Another negative aspect of KD is that it increases blood lipids. Since the blood lipid results in our patient were above the values seen in familial homozygous hypercholesterolemia, which is the most severe form of hypercholesterolemia, and the lipid profile measured at the age of 6.42 years was close to normal, increased lipid levels may be considered as a serious complication of KD in this case. This dyslipidemia after feeding with KD have been reported previously (2,3,4,5,6,7). In a series in which six children with T1DM who followed a low-carb diet were reported, there was a case with dyslipidemia (2).
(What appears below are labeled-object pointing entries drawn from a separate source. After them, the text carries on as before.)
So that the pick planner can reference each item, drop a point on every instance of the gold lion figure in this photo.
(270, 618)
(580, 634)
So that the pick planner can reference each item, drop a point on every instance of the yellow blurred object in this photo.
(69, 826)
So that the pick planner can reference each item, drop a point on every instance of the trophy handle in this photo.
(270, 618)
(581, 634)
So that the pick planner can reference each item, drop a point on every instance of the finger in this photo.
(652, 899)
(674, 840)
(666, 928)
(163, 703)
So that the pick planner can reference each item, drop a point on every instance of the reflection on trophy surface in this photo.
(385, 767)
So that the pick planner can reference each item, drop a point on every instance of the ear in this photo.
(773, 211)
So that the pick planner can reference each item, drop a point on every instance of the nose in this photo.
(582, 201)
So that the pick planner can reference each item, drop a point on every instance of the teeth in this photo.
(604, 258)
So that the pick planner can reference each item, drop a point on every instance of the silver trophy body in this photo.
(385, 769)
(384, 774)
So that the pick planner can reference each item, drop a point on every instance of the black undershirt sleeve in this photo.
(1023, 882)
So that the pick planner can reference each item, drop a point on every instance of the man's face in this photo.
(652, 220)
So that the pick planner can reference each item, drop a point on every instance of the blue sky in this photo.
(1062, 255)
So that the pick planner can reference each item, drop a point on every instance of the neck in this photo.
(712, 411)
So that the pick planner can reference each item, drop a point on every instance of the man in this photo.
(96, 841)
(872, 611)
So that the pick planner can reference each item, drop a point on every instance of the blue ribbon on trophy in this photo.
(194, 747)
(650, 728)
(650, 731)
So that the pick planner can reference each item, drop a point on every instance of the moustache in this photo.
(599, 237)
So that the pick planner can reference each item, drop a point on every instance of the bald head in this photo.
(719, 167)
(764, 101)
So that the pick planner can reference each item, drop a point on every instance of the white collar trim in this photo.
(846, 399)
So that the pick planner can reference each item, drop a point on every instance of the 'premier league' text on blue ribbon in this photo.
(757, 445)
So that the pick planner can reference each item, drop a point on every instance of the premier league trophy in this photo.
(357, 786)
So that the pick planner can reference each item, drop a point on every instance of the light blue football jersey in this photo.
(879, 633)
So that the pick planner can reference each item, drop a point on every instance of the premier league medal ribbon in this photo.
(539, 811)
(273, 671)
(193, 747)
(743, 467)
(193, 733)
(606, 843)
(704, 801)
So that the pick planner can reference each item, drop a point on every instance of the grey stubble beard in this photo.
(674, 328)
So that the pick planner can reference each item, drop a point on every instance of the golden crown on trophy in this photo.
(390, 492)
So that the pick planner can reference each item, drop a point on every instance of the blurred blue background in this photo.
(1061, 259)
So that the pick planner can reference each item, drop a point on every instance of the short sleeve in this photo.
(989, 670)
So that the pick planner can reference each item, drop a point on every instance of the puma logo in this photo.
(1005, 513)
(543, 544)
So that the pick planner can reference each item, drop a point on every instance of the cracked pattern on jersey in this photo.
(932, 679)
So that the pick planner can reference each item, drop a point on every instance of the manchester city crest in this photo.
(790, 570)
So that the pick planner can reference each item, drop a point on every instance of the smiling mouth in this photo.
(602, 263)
The development of dyslipidemia is associated with excessive consumption of saturated fats instead of carbohydrates and, worryingly, increases the risk of cardiovascular disease (11).
Consumption of more than one type of food group and making restrictions in nutrition in childhood may also result in psychological comorbidities. This type of diet may cause social isolation and the related psychosocial burden in children. In addition, this restricted eating pattern may lead to eating disorders in the future (2).
Conclusion
In summary, in T1DM the nutrition plan should include sufficient energy and micro- and macro-nutrients to ensure the growth of the child. Nutritional therapy with KD is not recommended for glycemic control in children with T1DM, as it causes growth retardation, increased blood lipid levels, and increased risk of cardiovascular disease. Nutritional therapy for children and adolescents with T1DM should be based on universally accepted clinical guidelines.